İstiare, bir söz sanatıdır ve bir kavramı, başka bir kavram üzerinden, benzerlik ilişkisi kurarak anlatmaktır. Temel olarak iki tür istiare bulunur: açık istiare ve kapalı istiare.
Açık İstiare (Teşbih-i Beliğ): Benzetilen (müsteârün bih) öğesi söylenir, benzetme yönü ve kendisine benzetilen (müsteârün minh) öğesi söylenmez.
Kapalı İstiare (Meknuz İstiare): Sadece kendisine benzetilen (müsteârün minh) öğesi söylenir, benzetilen (müsteârün bih) öğesi söylenmez.
İstiare Çeşitleri (Diğer Sınıflandırmalar):
Temsili İstiare: Bir olayın veya durumun başka bir olay veya durum üzerinden anlatılmasıdır. Genellikle uzun metinlerde ve alegorik anlatımlarda görülür.

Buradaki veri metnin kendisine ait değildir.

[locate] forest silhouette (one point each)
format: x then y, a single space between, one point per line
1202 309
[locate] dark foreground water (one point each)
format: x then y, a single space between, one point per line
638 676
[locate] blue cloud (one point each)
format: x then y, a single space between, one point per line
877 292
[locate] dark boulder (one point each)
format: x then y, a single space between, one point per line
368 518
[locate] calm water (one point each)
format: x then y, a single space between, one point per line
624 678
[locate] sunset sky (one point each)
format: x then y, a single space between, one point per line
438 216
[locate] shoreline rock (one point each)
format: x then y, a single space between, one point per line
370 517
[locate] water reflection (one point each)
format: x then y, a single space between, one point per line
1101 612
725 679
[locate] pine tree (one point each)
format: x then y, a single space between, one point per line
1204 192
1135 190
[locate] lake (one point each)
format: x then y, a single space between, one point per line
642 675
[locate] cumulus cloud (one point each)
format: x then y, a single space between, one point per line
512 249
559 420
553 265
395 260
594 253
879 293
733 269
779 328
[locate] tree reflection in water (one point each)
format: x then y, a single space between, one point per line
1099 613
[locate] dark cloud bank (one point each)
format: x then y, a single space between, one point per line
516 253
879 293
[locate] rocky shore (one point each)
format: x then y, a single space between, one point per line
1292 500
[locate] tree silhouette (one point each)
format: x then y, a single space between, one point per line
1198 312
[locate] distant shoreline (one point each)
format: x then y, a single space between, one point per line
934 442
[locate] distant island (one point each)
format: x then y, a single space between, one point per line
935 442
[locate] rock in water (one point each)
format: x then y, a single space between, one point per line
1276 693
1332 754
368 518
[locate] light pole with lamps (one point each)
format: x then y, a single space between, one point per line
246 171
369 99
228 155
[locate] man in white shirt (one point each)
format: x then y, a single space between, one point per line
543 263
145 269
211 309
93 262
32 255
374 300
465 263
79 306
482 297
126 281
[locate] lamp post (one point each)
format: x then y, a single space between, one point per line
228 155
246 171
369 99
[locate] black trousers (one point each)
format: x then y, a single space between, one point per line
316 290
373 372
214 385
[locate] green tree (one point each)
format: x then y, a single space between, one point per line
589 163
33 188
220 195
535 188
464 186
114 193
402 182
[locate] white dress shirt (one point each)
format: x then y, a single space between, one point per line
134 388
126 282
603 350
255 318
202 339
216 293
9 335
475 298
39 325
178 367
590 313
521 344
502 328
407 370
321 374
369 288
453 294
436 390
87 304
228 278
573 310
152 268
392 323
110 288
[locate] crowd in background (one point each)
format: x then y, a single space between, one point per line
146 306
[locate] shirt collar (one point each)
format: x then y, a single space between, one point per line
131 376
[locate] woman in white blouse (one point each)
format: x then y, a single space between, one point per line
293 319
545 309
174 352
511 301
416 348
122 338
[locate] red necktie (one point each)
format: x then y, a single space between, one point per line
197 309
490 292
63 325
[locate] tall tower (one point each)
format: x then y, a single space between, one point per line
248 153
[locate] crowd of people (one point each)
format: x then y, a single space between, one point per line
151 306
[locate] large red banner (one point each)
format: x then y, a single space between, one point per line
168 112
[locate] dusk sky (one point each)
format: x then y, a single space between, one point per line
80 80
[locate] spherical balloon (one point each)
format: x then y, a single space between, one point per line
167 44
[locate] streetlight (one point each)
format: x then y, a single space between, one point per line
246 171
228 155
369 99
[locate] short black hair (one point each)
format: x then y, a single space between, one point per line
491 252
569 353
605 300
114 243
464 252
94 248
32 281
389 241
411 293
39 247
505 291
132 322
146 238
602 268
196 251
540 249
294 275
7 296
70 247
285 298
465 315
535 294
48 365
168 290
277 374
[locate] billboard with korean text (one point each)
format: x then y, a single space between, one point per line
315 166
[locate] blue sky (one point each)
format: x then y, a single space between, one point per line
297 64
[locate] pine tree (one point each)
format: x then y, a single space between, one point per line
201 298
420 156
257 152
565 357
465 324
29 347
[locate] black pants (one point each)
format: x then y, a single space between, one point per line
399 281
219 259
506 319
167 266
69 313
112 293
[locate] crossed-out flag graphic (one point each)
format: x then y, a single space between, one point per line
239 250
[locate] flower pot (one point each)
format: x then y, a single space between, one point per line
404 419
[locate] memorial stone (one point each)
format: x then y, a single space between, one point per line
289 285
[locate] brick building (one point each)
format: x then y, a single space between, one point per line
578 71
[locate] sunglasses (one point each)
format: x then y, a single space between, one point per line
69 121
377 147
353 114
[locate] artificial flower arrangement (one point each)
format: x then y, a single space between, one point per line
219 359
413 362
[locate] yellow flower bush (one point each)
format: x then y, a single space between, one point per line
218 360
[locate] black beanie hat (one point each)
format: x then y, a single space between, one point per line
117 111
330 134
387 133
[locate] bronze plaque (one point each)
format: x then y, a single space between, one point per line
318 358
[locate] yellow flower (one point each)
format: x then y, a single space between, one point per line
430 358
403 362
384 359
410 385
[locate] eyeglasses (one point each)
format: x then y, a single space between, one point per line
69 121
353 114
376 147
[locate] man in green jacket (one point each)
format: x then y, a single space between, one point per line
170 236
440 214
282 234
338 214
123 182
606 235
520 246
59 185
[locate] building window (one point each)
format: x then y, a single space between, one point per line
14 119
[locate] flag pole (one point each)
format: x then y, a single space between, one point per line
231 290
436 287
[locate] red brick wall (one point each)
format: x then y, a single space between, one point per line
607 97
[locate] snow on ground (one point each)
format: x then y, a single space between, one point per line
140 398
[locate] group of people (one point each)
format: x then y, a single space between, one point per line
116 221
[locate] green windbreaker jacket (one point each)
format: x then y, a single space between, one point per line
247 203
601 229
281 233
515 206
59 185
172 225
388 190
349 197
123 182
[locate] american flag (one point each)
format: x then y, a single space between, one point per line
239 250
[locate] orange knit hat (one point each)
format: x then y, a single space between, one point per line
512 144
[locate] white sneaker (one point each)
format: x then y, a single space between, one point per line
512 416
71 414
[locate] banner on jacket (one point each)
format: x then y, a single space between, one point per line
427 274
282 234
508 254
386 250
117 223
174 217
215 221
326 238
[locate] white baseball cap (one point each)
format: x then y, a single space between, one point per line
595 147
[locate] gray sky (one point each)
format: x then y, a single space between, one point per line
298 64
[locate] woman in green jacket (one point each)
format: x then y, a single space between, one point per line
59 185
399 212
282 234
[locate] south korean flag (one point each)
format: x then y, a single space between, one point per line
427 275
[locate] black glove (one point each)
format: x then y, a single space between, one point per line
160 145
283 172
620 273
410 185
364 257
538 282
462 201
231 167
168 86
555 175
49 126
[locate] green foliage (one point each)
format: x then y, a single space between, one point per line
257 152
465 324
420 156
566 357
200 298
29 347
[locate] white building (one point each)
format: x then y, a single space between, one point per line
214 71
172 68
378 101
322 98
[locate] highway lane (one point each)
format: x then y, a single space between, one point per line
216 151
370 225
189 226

*Örnek: Bir devletin yükselişi ve çöküşünü anlatmak için bir ağacın büyümesi ve kuruması benzetmesi kullanılması.
Personifikasyon (Kişileştirme/Teşhis): İnsan dışı varlıklara insan özellikleri atfedilerek yapılan istiare türüdür. Kapalı istiarenin özel bir halidir.
*Örnek: "Deniz hırçınlaşıyor." (Denizin hırçınlaşması, insana ait bir özellik denize atfedilmiştir.)
İntak (Konuşturma): İnsan dışı varlıkların konuşturulmasıdır. Aynı zamanda teşhis sanatıyla da iç içedir.
*Örnek: "Ağaçlar fısıldıyordu."
İstiare, anlatımı zenginleştiren, derinlik katan ve okuyucunun hayal gücünü harekete geçiren önemli bir edebi sanattır.